The book that almost won him a Nobel Prize was a commentary on the Quran titled ‘Tazkara’. It was a monumental work that took the West by storm and presented his religion as a liberal enlightened one. He followed this by another equally amazing book titled ‘Isharat’ and from this he recommended that Muslims should concentrate on ‘amal’ – practice – and in that the symbolic spade – ‘bailcha’ – was used as a weapon just like the Holy Prophet (Peace be Upon Him) did when building the first mosque at Madina. From this came up his political movement called the Khaksar Tehrik, or the Movement of the Humble.

But what made me write this column was an observation he made about the people of his land, and which given the current turmoil is so relevant. His theory on politics in the sub-continent was that the “cultural ethos and history of India is such, that the people behave exactly in direct proportion to the behaviour of their leaders. To imagine that the people do not know what their leaders are up to is a gross fallacy. They get to know every detail.” (Obituary, ‘The Times of London’, 29 August 1963).

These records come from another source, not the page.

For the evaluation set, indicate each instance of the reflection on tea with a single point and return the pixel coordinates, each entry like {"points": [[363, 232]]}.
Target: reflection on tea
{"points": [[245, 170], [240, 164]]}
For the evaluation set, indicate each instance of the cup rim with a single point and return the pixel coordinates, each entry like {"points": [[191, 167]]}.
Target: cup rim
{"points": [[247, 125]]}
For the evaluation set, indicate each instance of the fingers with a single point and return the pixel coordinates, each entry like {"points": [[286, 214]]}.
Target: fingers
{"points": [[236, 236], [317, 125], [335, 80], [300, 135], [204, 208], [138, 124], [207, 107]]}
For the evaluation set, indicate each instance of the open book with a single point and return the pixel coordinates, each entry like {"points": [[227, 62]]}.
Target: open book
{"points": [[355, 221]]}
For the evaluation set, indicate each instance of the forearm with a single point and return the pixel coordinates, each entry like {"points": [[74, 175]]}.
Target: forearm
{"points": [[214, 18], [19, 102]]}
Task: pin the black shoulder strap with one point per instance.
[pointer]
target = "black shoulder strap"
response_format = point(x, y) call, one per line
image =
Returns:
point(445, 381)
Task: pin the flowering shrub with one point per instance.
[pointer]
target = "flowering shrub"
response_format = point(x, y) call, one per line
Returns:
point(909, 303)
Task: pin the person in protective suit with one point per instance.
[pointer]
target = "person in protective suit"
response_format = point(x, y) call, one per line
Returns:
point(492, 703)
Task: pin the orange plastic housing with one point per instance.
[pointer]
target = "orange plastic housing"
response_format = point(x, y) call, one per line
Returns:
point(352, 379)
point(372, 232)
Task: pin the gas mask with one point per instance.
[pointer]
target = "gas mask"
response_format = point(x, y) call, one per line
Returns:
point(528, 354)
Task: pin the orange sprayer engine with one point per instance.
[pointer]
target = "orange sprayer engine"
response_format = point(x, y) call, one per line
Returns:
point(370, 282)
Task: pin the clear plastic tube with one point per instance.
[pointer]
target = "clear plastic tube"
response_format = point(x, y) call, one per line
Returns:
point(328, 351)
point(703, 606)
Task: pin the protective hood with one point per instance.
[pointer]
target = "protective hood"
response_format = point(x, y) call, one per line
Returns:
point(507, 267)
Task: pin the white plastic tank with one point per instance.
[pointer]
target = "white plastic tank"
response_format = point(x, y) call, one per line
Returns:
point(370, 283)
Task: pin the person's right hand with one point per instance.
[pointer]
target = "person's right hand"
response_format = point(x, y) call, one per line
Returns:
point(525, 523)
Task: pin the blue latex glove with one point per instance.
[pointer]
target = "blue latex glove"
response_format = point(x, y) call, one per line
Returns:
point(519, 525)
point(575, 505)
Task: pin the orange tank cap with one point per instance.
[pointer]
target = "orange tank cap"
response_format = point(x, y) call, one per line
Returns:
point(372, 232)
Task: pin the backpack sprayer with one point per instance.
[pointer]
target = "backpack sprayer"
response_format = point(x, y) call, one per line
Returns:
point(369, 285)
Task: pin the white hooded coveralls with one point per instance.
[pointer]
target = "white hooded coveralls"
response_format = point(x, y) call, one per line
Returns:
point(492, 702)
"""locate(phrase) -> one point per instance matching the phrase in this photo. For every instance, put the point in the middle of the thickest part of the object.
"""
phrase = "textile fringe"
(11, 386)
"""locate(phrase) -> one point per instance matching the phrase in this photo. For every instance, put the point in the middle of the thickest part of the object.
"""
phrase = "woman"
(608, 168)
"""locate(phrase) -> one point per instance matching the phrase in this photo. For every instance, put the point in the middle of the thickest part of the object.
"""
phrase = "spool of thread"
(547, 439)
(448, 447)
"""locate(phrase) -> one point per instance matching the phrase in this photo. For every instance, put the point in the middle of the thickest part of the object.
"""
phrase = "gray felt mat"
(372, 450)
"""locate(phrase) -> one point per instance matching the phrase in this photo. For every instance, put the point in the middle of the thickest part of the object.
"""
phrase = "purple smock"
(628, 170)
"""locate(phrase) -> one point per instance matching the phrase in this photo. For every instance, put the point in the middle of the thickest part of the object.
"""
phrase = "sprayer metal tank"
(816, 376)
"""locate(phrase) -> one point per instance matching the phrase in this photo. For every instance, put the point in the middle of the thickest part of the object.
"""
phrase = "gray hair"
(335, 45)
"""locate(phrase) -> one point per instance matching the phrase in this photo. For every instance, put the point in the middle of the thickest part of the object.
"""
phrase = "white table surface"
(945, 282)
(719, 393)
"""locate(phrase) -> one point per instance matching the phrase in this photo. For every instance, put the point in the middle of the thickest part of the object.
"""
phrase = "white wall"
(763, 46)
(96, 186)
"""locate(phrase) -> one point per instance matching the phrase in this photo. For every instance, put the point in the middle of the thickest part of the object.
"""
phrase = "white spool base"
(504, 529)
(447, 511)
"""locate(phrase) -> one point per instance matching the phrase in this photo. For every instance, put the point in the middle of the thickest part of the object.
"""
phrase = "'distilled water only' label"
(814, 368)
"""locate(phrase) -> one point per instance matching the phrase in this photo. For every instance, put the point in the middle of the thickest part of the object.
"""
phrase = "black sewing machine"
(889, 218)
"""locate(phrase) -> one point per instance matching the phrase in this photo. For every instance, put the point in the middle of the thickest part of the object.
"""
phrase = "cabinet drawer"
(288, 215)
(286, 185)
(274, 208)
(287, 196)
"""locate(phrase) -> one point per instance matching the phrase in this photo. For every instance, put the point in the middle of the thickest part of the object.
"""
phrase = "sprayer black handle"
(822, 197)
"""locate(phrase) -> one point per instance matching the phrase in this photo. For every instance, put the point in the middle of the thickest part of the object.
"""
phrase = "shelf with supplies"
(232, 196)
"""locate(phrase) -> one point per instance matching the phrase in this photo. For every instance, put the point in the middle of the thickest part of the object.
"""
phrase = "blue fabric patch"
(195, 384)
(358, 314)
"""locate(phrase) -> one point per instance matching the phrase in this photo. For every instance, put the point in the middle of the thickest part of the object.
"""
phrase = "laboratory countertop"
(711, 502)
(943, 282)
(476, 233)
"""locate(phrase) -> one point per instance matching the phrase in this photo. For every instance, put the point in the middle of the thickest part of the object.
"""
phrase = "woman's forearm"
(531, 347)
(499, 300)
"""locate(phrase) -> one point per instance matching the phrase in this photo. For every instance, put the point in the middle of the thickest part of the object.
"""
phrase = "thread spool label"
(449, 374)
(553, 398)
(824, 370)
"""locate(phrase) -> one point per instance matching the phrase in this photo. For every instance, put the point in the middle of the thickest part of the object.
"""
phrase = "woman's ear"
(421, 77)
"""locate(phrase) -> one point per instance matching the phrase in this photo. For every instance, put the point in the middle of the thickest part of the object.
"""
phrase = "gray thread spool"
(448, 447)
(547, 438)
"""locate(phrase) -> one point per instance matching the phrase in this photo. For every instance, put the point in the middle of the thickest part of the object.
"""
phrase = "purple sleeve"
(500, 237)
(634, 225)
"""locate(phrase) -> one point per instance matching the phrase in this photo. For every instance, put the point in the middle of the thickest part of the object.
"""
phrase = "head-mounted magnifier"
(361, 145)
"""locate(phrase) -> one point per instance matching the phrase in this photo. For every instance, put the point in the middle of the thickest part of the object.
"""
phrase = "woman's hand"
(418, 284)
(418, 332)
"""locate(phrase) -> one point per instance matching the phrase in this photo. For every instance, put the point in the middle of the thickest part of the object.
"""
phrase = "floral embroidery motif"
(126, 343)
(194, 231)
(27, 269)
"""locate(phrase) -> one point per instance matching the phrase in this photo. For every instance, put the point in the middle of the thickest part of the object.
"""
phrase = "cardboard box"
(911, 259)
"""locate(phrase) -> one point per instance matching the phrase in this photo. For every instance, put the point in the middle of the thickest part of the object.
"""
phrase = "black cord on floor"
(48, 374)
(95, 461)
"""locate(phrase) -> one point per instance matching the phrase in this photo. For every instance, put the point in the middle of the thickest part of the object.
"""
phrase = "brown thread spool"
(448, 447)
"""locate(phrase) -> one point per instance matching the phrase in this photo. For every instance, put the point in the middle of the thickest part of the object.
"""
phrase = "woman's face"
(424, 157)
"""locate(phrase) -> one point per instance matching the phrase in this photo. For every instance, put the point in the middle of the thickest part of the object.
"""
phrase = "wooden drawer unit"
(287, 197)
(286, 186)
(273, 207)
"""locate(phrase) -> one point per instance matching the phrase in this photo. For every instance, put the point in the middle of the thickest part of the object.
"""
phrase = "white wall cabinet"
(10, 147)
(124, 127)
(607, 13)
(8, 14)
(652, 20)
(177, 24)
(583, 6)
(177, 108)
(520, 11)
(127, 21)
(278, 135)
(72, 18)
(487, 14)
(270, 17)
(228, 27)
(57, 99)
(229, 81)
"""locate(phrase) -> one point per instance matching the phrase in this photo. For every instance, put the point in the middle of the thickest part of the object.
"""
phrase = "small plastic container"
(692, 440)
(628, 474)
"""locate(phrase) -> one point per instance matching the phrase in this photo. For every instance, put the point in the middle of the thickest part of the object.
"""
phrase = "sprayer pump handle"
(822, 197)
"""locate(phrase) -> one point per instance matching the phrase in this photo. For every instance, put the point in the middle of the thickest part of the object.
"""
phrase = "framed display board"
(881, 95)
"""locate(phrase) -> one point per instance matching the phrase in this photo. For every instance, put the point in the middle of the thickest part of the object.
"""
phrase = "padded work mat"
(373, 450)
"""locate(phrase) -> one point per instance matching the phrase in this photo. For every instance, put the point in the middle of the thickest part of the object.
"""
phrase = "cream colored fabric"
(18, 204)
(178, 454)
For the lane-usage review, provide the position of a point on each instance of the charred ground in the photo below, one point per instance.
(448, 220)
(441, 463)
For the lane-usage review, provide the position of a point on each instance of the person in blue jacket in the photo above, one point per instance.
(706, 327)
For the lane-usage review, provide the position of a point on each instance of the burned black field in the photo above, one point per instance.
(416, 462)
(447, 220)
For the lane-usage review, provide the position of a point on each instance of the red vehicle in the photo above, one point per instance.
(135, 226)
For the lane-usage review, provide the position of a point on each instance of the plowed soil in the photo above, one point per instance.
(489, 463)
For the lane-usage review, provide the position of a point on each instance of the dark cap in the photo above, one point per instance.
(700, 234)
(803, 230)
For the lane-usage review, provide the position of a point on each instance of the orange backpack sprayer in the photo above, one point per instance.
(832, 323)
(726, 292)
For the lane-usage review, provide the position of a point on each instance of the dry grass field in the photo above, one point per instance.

Mashriqi had analysed the Congress as promoting “milk and water” nationalism, and his view was that behind this veneer was “a Hindu nationalism of a sinister sort that will one day raise its head”. He went on to write: “The very foundations of Congress are wrong and will one day end up harming Muslims”.

The massacre of Pathans in the Kissa Khani Bazaar, Peshawar, on April 23, 1930, saw him criticising the handling of the situation, which a senior ‘government official’ was not expected to do. He replied with firmness that the colonial rulers should first read the manuals they seek to apply on him. He went on to present the truth of this mishandling by writing in British papers. These columns shocked the British public. When Punjabi leaders criticised him for his views, he wrote: “The British government has hired my knowledge for the salary they pay me; they have not hired my heart or conscience.” It was in this context that he refused a knighthood and resigned from his job.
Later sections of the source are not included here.